Dozens of public broadcasters await the results of an FCC application window that offered a rare chance to expand their radio services with new frequencies.

The commission received 1,282 applications for new noncommercial signals in a filing window that closed Nov. 9. About three dozen applicants were nonprofits or educational institutions that already operate public radio stations. The applicants also included low-power FM broadcasters and two Native tribes.

Public stations including Nevada Public Radio, Texas Public Radio and Gallup Public Radio in New Mexico are angling to boost coverage in rural areas of Western states. Other applicants include Maine Public, Delaware First Media and Connecticut Public Broadcasting.

About two-thirds of the applications the FCC received are mutually exclusive, meaning that they conflict with other applications and await an evaluation process to determine which will be granted. The FCC favors local applicants, diversity of ownership and larger coverage areas, among other factors.

The rest of the applications face no opposition, allowing them to be “accepted for filing” in FCC terminology. However, members of the public can still file objections.
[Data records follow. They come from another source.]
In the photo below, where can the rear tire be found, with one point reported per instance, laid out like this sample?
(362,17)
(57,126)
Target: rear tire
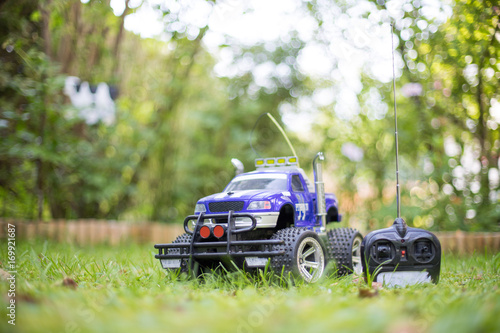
(304,256)
(344,248)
Applications from 19 organizations with ties to public broadcasting have been accepted for filing, getting them a step closer to receiving permits for the new signals. Among them is Montana Public Radio, whose licensee, the University of Montana in Missoula, has four accepted applications and three more tied up in mutually exclusive groups.

The rare opportunity to launch new frequencies comes at the perfect time for the station to fill holes in its coverage in the state’s western mountains, said GM Ray Ekness. It also gives Montana Public Radio a chance to extend new service to the Blackfeet Indian Reservation. (The Blackfeet tribe has several of its own applications under consideration.)
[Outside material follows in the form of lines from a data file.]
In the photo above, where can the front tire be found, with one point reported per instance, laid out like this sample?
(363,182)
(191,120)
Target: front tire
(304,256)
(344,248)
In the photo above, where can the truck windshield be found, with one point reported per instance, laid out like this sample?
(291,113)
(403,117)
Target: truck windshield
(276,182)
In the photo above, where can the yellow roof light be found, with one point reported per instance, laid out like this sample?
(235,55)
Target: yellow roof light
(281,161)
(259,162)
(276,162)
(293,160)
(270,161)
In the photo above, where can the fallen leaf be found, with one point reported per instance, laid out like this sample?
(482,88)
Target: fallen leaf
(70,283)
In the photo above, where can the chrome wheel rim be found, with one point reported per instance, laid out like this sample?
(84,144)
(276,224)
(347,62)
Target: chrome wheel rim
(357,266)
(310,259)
“It’s been a great opportunity for us, and we’re excited to help out the listeners across Montana,” Ekness said.

Most of the station’s applications that have been accepted for filing would reach listeners who can’t currently receive one of Montana Public Radio’s nine signals at home, said Technical Director Saxon Holbrook. Some may pick up another public station, such as Thompson Falls residents who can listen to Spokane Public Radio from Washington. “We’ll be working with them to make sure that they get as much service as possible, even maintaining their connection to Spokane Public Radio,” Holbrook said.
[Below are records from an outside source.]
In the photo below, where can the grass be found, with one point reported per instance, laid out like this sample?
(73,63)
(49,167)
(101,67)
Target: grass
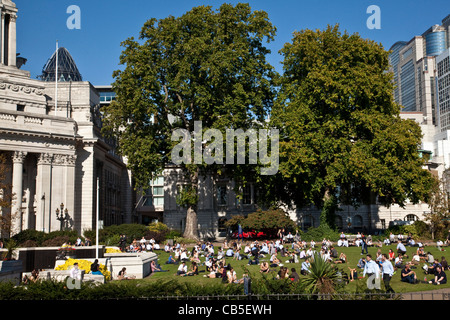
(353,255)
If Montana Public Radio succeeds in receiving new frequencies, equipping the facilities could cost the state network $40,000 to $100,000 per signal. The network already has some money on hand thanks in part to American Rescue Plan Act funds.

“We also want to go to the community and get some buy-in from them as well,” Ekness said. “It's a terrific opportunity to make a splash in these communities for the first time. And I know we have people who really want us there, so I think that’ll go a long way to helping raise some money.”

Montana Public Radio usually works on facilities in mountainous areas between June and mid-October to avoid heavy snowfalls. After getting a construction permit from the FCC, broadcasters have three years to start broadcasting on their new signals.

Public radio listeners in Wyoming could also benefit from expanded service if Wyoming Public Media snaps up new signals. The Laramie-based network has four applications accepted for filing and six in mutually exclusive groups.

Two applications accepted for filing would fill a coverage gap in western Wyoming, according to GM Christina Kuzmych. Another would strengthen the station’s main signal in the Greater Teton Area, and a frequency in Gillette would add a second service.

“The one thing to remember about Wyoming is that [it is] rural, rural, rural, with many miles of lonely (but breathtakingly beautiful) distances,” Kuzmych said in an email. “There are many pockets of Wyoming that don’t have solid broadband, if any, and it will take some time to remedy. So though we have a strong commitment to digital, we still depend on terrestrial coverage for the majority of the audience.”

WPM will pay for the new services primarily with donor gifts designated for coverage in underserved areas, Kuzmych said. 

Correction: An earlier version of the map accompanying this article omitted five applications by Maine Public Broadcasting Corp. that have been accepted for filing.